Baroque gets a 21st-century update inside the opulent walls of Tuscany’s Villa Cetinale, near Siena.
Originally a modest farmhouse, built on the ruins of 9th-century Etrurian settlement, Villa Cetinale was the home of Cardinal Fabio Chigi – later Pope Alexander VIII – and his nephew Cardinal Flavio Chigi.
After inheriting the property, Cardinal Flavio Chigi set about transforming it into a grand country pile more fitting to his standing. He enlisted the talents of architect Carlo Fontana in the 1680s, who gave the building a Roman Baroque makeover, adding a monumental staircase to the interior and a grand marble portal bearing Chigi’s coat of arms to its symmetrical façade.
Outside the villa’s grand walls, Chigi began cultivating even more elaborate Italian gardens, whose symmetrical forms were considered (then, as now) among the best in the country.

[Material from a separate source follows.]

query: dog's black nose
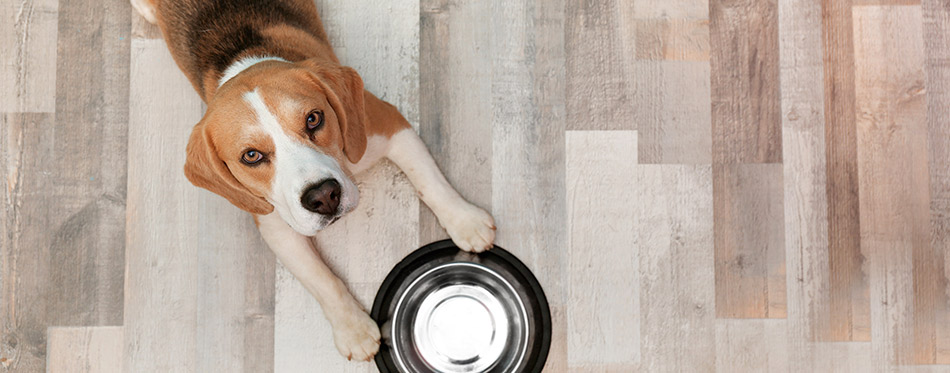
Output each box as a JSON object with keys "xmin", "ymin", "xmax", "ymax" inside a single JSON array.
[{"xmin": 300, "ymin": 179, "xmax": 342, "ymax": 216}]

But this rags to riches story has a sting in the tail: over the next 300 years, the grand manse fell on hard times and was decaying by the 1970s, when it was bought by British aristocrat, Viscount Lambton. He revived its feted grounds, but the task of restoring the villa’s crumbling bones fell to his son, Ned Lambton, Earl of Durham.
He and his partner Marina Hanbury have breathed new life into the ailing 3,300-square-foot villa – available to rent via Villa Collective from €25,000 per week – working with Florentine architect Bolko von Schweinichen and a team of 60 craftspeople.
Old and new sit side by side inside the 13-bedroom villa: original terracotta floor tiles were lifted and relaid with new plumbing, and some 10,000 sq ft of walls and ceilings were refinished. London designer Camilla Guinness refreshed the interiors, which layer renaissance touches and period furnishings with contemporary additions.
Villa Cetinale is five miles from Sovicille and eight from the medieval city of Sienna. But for guests seeking quiet relaxation, the villa has woodland gardens, fruit groves, a tennis court and swimming pool to cool off in.